When I saw the first creamy orange day lilies blooming, I was cross. “This is happening way too much!” I bought a yellow day lily just like my other yellow day lilies, with a picture clearly showing a likeness to my yellow day lilies!

Doggone it. I pick up a plant that says “red bee balm,” to add to my patch of red bee balm, and it flowers in fuchsia, or lavender. Plants that were labeled “tall” come out short. Plants that are supposed to spread out into ground cover just sit there in the spot where they were planted.

The so-called “red” spyrea I planted came out decidedly pink, and the “red” azalea is pink. The “bright blue” phlox are more of a pale lilac. Now I have orange day lilies blooming like crazy in the yellow day lily patch. For Pete’s sake!

Will someone please tell these plant growers to get their labels right?

Wait a minute. Does it matter that what a plant has grown to be is not what I expected of it? Is it such a terrible thing that the label was wrong, if the plant becomes what it is meant to be? What’s the complaint, if the plant is thriving? The plant is going to do what it is designed to do, whether it was labeled correctly or not.
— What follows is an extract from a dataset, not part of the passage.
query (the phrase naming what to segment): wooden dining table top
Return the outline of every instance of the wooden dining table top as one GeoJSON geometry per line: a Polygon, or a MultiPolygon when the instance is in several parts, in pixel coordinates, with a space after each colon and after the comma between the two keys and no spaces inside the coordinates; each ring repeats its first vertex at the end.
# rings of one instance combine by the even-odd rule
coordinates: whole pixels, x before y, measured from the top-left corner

How like our children: the ones who discover that they are different from the gender label assigned to them at birth, the ones who discover they belong to a different category called non-binary, the ones whose bodies tell them they are something other than heterosexual, the ones whose natural talents and interests are different from the family’s list of desirable occupations.

When my plants grow to be different from what the label said to expect, there is nothing I can do to change that. I am the one who needs to make an adjustment. I can care for it where it is, the way it is. Or I can work with those unexpected colors – learn how to help them thrive in some other place where they seem to belong.

I confess that sometimes I have behaved badly, not like a gardener at all. I dug up the non-conformists, tossed them into the wheelbarrow, heaved them onto the pile of garden debris. Good riddance to bad rubbish!

Too many of our children are treated like that by their families, and end up on the streets – unwanted, discarded. Hungry and homeless. I pray that they find their roots. Some things dug up and thrown on the heap in my back yard show up right there the next year – rooted and blooming in the discard patch. Thriving. I pray that can be the fate for children cast out of their families.

I am older now, less into digging up. I’m learning to let things be. Because a few creamy orange day lilies interspersed with the yellow ones is a good reminder that each living thing has its own life to live, just as I have mine.